Updated: Sep 6, 2019
Anne DeCusatis started as a backend engineer with no prior knowledge of Scala and is now a Data Infrastructure Engineer at Spotify. They are now working on a cross-functional team of six people solving data quality specific problems. Anne also co-founded MergeSort, a New York City's feminist hackerspace, supporting non-binary people and women in tech.
At Scale By The Bay, Anne, together with Idrees Khan, Senior Data Engineer at Spotify, will talk about the quality of data flowing through a pipeline and how Spotify’s infrastructure team focused on data quality addresses this problem, making cultural changes and building specific tools. In advance of the talk, we spoke to Anne about their Scala journey, Spotify’s autonomous culture, why more data can cause more problems and the key trends that are shaping the future of Data and Data Pipelines.
Welcome to Scale By the Bay! Please tell us more about yourself: how did you get interested in Scala and Data Pipelines and how it lead you to your role at Spotify?
Over the three years that I spent at my previous job as a backend engineer, I went from knowing no Scala when I was hired to leading introductory Scala workshops for new hires. I eventually felt that I hit a plateau - I was still writing Scala on the backend every day, but not deepening my knowledge of it on a daily basis anymore. At the same time, I was also becoming more and more convinced that the problems that were being solved with data engineering were important and interesting problems, and I was curious about how the data engineers I worked with used data to help make better personalized experiences possible for users of the product I worked on. At Spotify, I’ve had the opportunity to grow my Scala expertise by working on infrastructure that impacts many teams, rather than the one feature at a time I was working on before. I’m also glad to have the chance to get my hands dirty with the practical aspects of using data at such a large scale.
What's your current role and what exciting things are you working on at the moment?
Currently, I’m a Data Infrastructure Engineer at Spotify. I work on a cross-functional team of about six people focused on solving data quality specific problems within a larger “data infrastructure” organization. Right now, we’re iterating on several tools internally, including validation and profiling tools that interoperate with data pipelines written with Scio. These are exciting for technical reasons, such as our use of Magnolia for typeclass derivation, but that’s not the only exciting thing about them.
What’s really important about these validation and profiling tools, and what makes me excited to work on them, is that they fill a need that data engineers at Spotify have.
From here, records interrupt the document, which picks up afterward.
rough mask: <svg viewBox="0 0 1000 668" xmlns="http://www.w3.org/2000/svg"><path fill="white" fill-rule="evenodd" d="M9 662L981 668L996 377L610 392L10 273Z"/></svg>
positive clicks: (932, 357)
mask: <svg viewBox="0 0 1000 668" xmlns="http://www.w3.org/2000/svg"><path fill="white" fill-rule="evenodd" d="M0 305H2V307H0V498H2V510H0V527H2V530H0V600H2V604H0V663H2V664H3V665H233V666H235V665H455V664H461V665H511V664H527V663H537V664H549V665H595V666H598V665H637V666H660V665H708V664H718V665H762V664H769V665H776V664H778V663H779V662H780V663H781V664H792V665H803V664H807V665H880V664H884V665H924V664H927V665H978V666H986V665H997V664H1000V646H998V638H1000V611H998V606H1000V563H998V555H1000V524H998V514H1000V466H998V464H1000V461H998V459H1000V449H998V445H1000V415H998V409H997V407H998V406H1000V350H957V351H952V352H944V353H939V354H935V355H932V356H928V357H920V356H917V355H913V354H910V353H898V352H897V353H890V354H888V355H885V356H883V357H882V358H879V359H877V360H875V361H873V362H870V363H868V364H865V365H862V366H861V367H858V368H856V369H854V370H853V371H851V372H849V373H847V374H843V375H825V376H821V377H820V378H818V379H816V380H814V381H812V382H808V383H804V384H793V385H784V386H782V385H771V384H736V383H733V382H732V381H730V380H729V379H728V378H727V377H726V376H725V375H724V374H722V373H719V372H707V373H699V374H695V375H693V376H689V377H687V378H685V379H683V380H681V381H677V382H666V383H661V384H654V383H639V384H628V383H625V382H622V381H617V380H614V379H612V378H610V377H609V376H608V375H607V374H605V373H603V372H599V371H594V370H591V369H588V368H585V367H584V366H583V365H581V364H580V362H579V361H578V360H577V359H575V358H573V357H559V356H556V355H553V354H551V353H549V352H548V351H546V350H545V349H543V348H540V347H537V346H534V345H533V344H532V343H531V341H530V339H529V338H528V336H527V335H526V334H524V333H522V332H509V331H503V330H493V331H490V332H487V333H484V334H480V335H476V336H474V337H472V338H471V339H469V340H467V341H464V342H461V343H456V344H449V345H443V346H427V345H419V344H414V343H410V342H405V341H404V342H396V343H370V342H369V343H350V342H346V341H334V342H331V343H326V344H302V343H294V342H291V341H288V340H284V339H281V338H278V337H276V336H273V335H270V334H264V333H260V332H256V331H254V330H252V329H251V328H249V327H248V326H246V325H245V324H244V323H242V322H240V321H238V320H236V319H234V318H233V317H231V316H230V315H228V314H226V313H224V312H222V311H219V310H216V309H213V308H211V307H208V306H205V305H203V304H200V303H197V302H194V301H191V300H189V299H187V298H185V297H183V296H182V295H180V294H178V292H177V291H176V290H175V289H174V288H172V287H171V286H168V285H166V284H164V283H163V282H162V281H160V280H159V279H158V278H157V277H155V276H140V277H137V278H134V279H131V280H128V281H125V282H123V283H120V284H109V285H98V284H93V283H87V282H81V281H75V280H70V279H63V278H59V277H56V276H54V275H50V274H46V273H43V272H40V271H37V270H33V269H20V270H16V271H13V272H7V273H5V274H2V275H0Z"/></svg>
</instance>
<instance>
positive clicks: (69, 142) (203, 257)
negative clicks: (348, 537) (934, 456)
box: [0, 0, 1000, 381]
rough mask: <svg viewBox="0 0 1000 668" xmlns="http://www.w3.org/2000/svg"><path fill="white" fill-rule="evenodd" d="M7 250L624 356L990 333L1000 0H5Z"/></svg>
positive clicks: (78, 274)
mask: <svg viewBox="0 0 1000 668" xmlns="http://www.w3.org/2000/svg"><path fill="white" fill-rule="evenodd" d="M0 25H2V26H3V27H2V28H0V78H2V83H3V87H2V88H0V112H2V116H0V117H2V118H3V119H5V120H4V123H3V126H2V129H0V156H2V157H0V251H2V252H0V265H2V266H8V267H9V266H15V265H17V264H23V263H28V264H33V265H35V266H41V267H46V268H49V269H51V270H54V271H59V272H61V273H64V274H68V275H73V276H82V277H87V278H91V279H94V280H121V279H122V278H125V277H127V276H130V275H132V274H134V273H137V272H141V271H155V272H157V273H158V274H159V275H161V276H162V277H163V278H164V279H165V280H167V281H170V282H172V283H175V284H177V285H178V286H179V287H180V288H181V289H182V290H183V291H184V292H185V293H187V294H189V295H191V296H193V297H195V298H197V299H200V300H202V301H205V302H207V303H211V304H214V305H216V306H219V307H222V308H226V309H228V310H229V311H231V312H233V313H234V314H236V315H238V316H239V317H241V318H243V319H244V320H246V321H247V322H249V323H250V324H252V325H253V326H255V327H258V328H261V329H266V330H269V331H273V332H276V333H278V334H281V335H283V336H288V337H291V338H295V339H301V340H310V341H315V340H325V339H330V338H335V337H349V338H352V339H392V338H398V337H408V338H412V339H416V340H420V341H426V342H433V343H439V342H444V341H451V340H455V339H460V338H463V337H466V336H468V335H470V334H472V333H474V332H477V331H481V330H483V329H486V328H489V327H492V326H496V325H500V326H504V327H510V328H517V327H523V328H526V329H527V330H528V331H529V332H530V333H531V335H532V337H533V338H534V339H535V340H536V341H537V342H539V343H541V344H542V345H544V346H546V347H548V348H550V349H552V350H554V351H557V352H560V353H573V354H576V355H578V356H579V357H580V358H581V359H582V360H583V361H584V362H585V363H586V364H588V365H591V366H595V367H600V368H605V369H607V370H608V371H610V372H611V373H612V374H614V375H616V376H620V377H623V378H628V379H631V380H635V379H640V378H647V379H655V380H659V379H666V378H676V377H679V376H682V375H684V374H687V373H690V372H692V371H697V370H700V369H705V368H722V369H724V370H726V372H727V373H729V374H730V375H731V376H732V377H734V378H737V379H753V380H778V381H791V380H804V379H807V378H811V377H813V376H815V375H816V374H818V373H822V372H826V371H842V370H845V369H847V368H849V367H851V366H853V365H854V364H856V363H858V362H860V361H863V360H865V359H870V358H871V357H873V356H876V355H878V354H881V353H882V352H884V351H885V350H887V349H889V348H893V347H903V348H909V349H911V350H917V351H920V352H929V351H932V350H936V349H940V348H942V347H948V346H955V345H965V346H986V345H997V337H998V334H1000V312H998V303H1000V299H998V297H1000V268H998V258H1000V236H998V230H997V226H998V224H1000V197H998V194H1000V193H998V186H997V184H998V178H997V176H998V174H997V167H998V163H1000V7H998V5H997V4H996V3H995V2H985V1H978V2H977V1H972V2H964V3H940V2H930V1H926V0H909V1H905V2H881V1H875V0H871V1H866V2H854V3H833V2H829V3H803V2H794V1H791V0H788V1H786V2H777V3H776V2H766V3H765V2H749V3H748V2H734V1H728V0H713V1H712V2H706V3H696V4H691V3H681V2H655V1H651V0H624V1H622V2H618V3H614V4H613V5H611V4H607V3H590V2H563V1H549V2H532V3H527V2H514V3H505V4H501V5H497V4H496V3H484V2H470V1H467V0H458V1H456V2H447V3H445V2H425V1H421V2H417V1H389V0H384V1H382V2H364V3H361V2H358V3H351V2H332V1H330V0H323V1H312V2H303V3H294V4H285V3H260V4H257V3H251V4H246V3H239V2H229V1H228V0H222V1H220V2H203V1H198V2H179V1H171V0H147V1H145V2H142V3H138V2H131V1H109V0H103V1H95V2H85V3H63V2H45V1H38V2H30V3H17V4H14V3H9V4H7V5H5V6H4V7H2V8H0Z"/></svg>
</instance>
We also have ongoing maintenance work, on both internal projects and open source projects like Ratatool. “Maintenance work” sounds boring but I love having the chance to learn more about the problems people want our tools to solve and to help make that happen for them.
What's the biggest challenge that you face in your work and how are you addressing the challenge?
The culture at Spotify is different than at other places I’ve worked. We’re very autonomous and initiatives are often driven from the bottom-up (rather than top-down). I believe that everyone I work with has good intentions and wants to build the best product we can, and our different perspectives make us stronger. But sometimes it can be a challenge to get others to understand our perspective, or to understand theirs.
Currently, we’re working to increase adoption of our tools, and understanding the perspective of why someone would want to invest time in using our tools, or why they might need to focus on other product or maintenance work instead, is an important exercise. We’re addressing this by trying to be good listeners! For one small example, we recently stopped posting GitHub pull request links in our public Slack channel, because we found that it became noise that drowned out questions that other teams had for us.
What's the biggest thing that is misunderstood about Data Pipelines?
I think that a misconception that people working with data often have is that collecting more data will help them solve their problems. More data can help solve problems, but it can also cause problems if you don’t handle it appropriately; for example, if it’s not clearly owned and well maintained, or if it contains users’ personal information and isn’t kept secure. When I first joined Spotify I worked on some of our GDPR compliance infrastructure, and so I’m very aware that owning large amounts of user data has both pros and cons, and you have to be careful with the data you collect.
What are the trends that will shape the future of Data and Data Pipelines?
Understanding your data is already important, and I think that will only become more true as time passes. AI is very trendy right now, and a machine learning model is only as good as the cleanliness and quality of the data that feeds it. Trends like: users seeking control of the data that they produce in your ecosystem, and: measuring the interpretability of the models that use your data as features (both for the consumers and producers of the models) matter if you want to build technologies that work well for the people using them.
What will you talk about at Scale By the Bay and why did you choose to cover this subject?
Our talk is called “How to Eliminate Surprises In Your Data.” I think that data quality is fundamentally important to building useful pipelines at scale, and it’s also what I work on every day. I wanted to share Spotify’s approach so that we could start a conversation about what other companies are doing with data quality initiatives, and where we as an industry can go in the future.
Who should attend your talk and what will they learn?
I don’t want anyone to be scared off from attending our talk, so I want to mention that even though I work primarily in Scala, we won’t be doing any deep dives into Scala internals.
If you operate data pipelines at scale and don’t already have infrastructure that’s specifically targeted at data quality, the talk can give you a sense of where to get started. We’ll also talk about the cultural changes we’re working on to prioritize data quality. If you work on data pipelines, you probably work with other people, and I want you to feel empowered by our talk to take ownership of the culture you’ve built around quality.
Anything else you'd like to add?
I’m also a member of the NYC steering committee for the LGBTQ+ employee resource group at Spotify. Speaking only for myself, one of the reasons I’m a data engineer is because I feel that it’s important to consider the impact that your choices as an engineer will have on the people whose data you’re using, especially those from already marginalized communities. I won’t be talking about this on stage but I would love to hear what people at Scale By the Bay are doing to be responsible stewards of data. Come find me in the hallway!